From development prospective it makes my life really simple, the either for Angular or for Spring there is local server components, that means you do not have to deploy to servers each build stage. For Angular ng utility (ng serve) helps, while Spring contains SpringMVC, a lightweight Tomcat instance. Both is preconfigured and you do not have to waste time to set them up, except some access control rule on SpringMVC, adding mapping rule to WebMvcConfigurer. 

OpenAPI

Next lesson was about the fabulous microservices era. It is something, everyone discussing about, but only some expert knows practically what they are, or what they would be. One approach for handling modern APIs is to use OpenAPI standard. To start defining APIs there, is again something simple. At the first time. The more you are going into the details the more problems you will face with. One thing is, which version to select? You can decide between 2.0 and 3.0. The latest would be the better selection, but today it is so far to be. The code generators behind are not that stable, and do not support that many languages as you can use for 2.0. On the other hand Swagger (which is the OpenAPI interface editor) is better to use on version 3 but you could use it to edit Open API 2.0 inside. Still Swagger 3 has only one code highlighting schema, while Swagger 2 has so many...

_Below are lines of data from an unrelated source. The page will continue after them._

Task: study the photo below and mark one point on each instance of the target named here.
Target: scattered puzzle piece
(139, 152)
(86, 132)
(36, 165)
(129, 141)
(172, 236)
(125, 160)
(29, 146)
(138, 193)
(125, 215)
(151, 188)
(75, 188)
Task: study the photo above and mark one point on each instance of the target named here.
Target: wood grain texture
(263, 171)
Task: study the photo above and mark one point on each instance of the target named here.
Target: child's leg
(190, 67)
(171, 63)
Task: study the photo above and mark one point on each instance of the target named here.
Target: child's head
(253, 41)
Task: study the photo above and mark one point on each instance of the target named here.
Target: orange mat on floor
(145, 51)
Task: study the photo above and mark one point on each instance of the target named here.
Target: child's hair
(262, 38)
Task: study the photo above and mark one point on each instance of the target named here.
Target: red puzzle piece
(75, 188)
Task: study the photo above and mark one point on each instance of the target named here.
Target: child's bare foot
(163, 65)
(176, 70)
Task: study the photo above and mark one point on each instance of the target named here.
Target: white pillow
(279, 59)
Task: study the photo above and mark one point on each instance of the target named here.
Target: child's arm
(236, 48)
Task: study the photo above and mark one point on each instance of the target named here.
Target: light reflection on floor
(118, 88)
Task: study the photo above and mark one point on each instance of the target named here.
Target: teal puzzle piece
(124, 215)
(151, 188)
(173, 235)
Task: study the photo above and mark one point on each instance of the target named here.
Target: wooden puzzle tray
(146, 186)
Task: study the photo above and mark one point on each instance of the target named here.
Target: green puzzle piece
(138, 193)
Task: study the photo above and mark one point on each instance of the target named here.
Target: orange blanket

OK, I had an OpenAPI definition prepared, but then we faced a much larger problem with my colleague, who was involved in this "game". The code generator of OpenAPI 2.0 is buggy. THe most painful part is that it generates empty enumerations, what is a show-stopper. The next problem is, that this approach uses dozens of dependency behind and it was impossible (practically we stopped wasting more time...) to build the generated code on other machine...

Finally we changed the direction using swagger, utilising one more thing on Spring framework. There is a library called SpringFox, which generates swagger input from your java code using its given annotations for APIs, parameters and model elements. At the end you will have a ./swagger-ui.html, which shows the swagger documentation of you APIs, including that great part that you can simply test them, using the Try it out function. It still have some limitations, since only those elements of your model will reflect here, which are used by an API, but on the other hand you will have a much simpler code, all in your hands having less dependencies behind.

Development environment

For Angular I used Visual Studio Code, the data loader was implemented in pure Eclipse and the SpringBoot APIs were started in STS (Spring Tool Set), what is an Spring extended Eclipse. The java project were built using Maven. I may write additional article about this topic at all, but I saw that selecting an IDE and a build automation is the field of faith-contest - every single developer has his own best tool and setup. What they all agree that they rather use IDE and build tools than not.

Summary

It was a great journey for me. Really. The most exciting part is that all things I used was Open Source: the IDE tools, the compilers, the databases, the fantastic libraries - and the cloud also, for a given trial period! If you were not sure to start developing something as an architect I suggest you to stop hesitating and jump into the middle.